Une ombre au tableau pourtant : la guerre commerciale que se livrent les Etats-Unis et la Chine qui pourrait avoir des retombées sur ce secteur, étroitement lié aux chiffres du tourisme.

Les « anciens » fleurons toujours dans la course

Quel est le dénominateur commun à LVMH, Kering ou encore Hermès ? Les grands noms du marché du luxe, appelés aussi les KHOL (Kering, Hermès, L’Oréal et LVMH), font rayonner la France à l’étranger depuis plus d’un siècle. Ils ont su à la fois préserver leur image de marque tout en gardant un savoir-faire ancré dans la modernité.

Récemment, un certain Michael Burke, nouveau Pdg de LVMH (Louis Vuitton, Moët Hennessy ou encore Fendi), a donné un sérieux coup de jeune à la maison aux 70 marques. Un peu à la manière de la créatrice Agnès B, Burke a encouragé le rachat et le lancement de jeunes marques ultra-connectées. A 62 ans, il a su trouver la bonne stratégie pour parler aux jeunes adultes et, du même coup, réussi son pari d’ouvrir sa maison à une nouvelle génération de consommateurs.

Preuve en est le choix de lancer avec la diva de la pop Rihanna une nouvelle marque de luxe englobant prêt-à-porter et maroquinerie, qui bouscule les codes d’une industrie parfois classique. Son siège se trouvera à Paris.

Plus marquant encore, la nomination de Virgil Abloh comme directeur artistique à la tête de Louis Vuitton – première fois qu’un Afro-Américain est nommé à la tête d’une maison de luxe en Europe. Ses premiers sacs et bagages monogrammés LV, aux influences street, se sont arrachés à plus de 100 000 euros en marge des défilés ! Rien de tel qu’une note de « culture street » pour rafraichir une vieille marque de maroquinerie fondée en 1854, classée par Forbes en 2015 14e au classement des marques les plus influentes au monde…

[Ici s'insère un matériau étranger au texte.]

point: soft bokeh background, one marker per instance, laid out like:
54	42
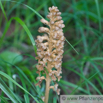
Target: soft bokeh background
83	57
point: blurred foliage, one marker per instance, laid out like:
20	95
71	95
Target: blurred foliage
82	73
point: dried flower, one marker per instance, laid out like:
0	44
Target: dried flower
50	50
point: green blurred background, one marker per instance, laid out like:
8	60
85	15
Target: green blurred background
82	68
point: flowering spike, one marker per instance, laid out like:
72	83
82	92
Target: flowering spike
50	50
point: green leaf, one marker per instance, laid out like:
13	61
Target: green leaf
9	78
73	85
24	26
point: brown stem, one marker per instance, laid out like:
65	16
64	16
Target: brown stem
47	88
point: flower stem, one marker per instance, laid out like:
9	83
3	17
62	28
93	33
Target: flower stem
47	88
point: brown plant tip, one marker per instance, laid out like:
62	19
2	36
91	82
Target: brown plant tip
50	48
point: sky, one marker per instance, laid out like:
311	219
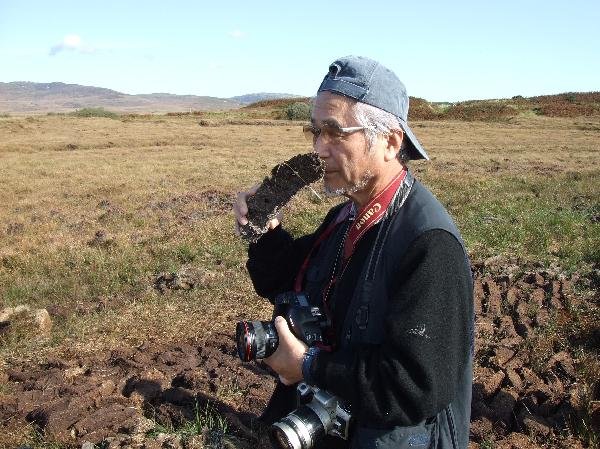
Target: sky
441	50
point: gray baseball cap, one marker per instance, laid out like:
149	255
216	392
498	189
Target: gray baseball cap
370	82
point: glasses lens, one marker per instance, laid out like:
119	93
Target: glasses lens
310	132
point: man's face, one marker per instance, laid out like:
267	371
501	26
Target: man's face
349	165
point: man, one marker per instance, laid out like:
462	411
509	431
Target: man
389	269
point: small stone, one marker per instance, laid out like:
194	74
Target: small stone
538	296
535	425
43	321
71	373
503	404
503	356
595	415
514	378
542	317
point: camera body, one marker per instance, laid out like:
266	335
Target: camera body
259	339
320	413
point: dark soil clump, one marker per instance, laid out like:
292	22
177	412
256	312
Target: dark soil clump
275	191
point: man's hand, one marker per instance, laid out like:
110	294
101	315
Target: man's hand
287	359
240	208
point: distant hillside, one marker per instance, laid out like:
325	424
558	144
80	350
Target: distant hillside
263	96
570	104
28	97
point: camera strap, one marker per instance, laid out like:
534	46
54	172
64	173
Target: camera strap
371	214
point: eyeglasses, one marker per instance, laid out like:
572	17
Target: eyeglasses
328	131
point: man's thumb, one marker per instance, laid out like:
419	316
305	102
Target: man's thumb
282	328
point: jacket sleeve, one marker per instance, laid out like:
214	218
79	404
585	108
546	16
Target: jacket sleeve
414	372
275	259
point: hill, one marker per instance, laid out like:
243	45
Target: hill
570	104
29	97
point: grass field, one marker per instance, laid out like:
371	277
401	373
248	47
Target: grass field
92	210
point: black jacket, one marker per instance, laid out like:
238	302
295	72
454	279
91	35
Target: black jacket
417	368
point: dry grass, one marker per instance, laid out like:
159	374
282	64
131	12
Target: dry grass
159	189
142	181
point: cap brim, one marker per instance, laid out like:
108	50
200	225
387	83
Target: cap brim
415	150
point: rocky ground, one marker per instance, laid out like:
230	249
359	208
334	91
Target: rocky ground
527	393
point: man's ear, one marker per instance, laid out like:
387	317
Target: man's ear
394	143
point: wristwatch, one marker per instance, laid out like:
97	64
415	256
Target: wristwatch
309	355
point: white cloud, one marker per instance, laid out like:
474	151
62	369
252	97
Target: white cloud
237	34
71	42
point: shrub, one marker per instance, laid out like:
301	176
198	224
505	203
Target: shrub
95	112
298	111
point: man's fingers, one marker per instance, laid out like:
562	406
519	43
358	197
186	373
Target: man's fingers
284	381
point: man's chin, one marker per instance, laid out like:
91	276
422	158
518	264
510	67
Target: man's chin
333	190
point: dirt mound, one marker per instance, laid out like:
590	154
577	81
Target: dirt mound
523	382
525	393
124	394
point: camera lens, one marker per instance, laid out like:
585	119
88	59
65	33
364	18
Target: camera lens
255	339
300	429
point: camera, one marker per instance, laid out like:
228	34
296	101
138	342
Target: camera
259	339
319	414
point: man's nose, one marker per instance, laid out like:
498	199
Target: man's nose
321	147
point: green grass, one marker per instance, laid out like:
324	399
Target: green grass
544	219
207	422
95	112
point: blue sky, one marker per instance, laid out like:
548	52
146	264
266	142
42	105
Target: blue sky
441	50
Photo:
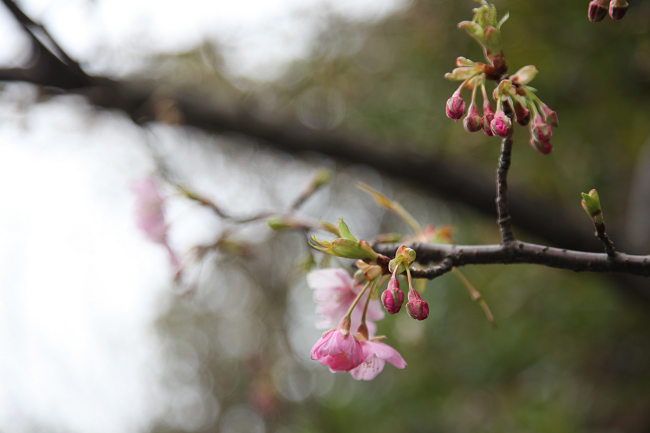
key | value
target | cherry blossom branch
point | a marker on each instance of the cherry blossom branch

Cet été, une exposition retraçant le parcours « culotté » de la direction Vuitton ouvrira ses portes à Los Angeles, un projet culturel censé asseoir la réputation de la marque outre-Atlantique.

Chanel à la conquête de l’Asie

Karl Lagerfeld, figure emblématique de la mode et du luxe à la française2019 a été une année riche en émotions pour Chanel. La maison de la rue Cambon a vu disparaître en février dernier son directeur artistique depuis 1983, le franco-allemand Karl Lagerfeld, atteint d’un cancer.

Le créateur mythique avait anticipé son départ en positionnant la marque durablement sur le continent asiatique. Avec une exposition interactive en Corée du Sud lancée en 2017, la maison a fait preuve d’ouverture – et de connectivité pour s’approcher de son nouveau public.

Égéries asiatiques et stars de la K-Pop ont remplacé les éternelles Marion Cotillard et Vanessa Paradis, trop “occidentales” et “niche” pour un public fasciné par ses icônes locales. En prenant ce pari, le chiffre d’affaires de Chanel a bondi de près de 11% en 2018, passant à 9,9 milliards d’euros. Il a rejoint le podium des plus grosses marques de luxe, devant Gucci (groupe Kering) et derrière Louis Vuitton.

De plus, l’Asie-Pacifique est devenu le marché numéro un de la marque avec des ventes en progression de 20%. La rénovation des boutiques et la digitalisation réussie ont su convaincre ; les investissements en capital ayant doublé.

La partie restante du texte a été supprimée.